In[8]:= timefield[data_] := Table[Fourier[Abs[data[[All, i]] ] ], {i, Length[data[[1]] ]}] In[9]:= times = timefield[field]; In[10]:= ListDensityPlot[Abs[times], Mesh -> False]

Finally I just add all of these together vertically to get the rough correlation of frequencies of each frequency. We’re only interested in the very low frequencies (of each frequency)—things that happen between 1 and 40 times during the sample—so I only plot those.

In[11]:= compose[data_] := Plus @@ data In[12]:= beats = compose[times]; In[13]:= ListPlot[Abs[beats[[Range[1, 40] ]] ], PlotJoined -> True, PlotRange -> {0, 320}]

This is our final analysis, so let’s look at it carefully. What is it saying? We want to look at the dominant frequencies, the ones with the strongest correlation. Frequency one is of no interest; it is always high in phaseless fourier transforms. The largest is six, followed by four. What happens six times during this sample? The half notes, which are the strongest orchestra hits. I can’t figure out four yet. The next one is twelve, which corresponds to the quarter notes: that’s the one we’re really interested in. I can’t quite tell how we’re going to communicate that to a reading program. We might just report the five highest levels or something, and let the program determine what kind of tempo range it is looking for.
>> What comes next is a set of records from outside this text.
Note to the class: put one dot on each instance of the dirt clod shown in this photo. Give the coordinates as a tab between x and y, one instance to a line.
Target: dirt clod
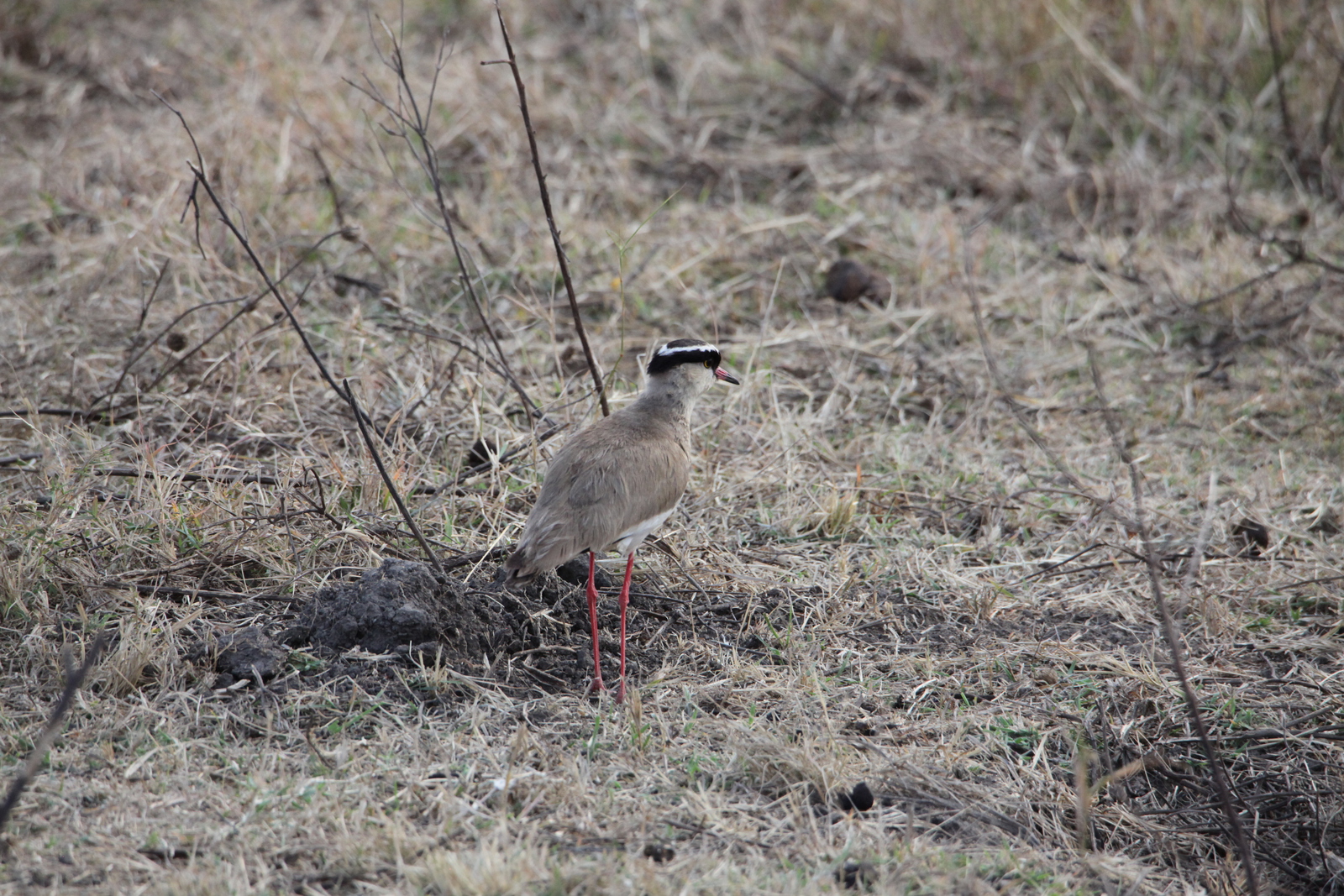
248	653
857	875
659	853
398	604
The final step in the process is to do an inverse fourier transform on this data, to get back something that resembles our beats over time (a very dumbed-down version of the song, as it were). This is pretty cool:

In[14]:= orig = InverseFourier[beats]; In[15]:= ListPlot[orig, PlotJoined -> True]

You can see each of the strong beats that you associate with the song. I can’t tell whether the beats occur at the tips of those or at the heavy turnarounds right before the tips. I’m inclined to say the latter. But this information that we’ve reconstructed could easily have been created by a dumb volume analysis. Next week (when I finally have some time again, damn homework—I’m procrastinating a huge project as I speak), I’ll try it on a harder song, a baroque piece or some jazz. My ultimate goal in this project is to get it to beat-detect jazz, which has a very implicit pulse rather than a strong beat.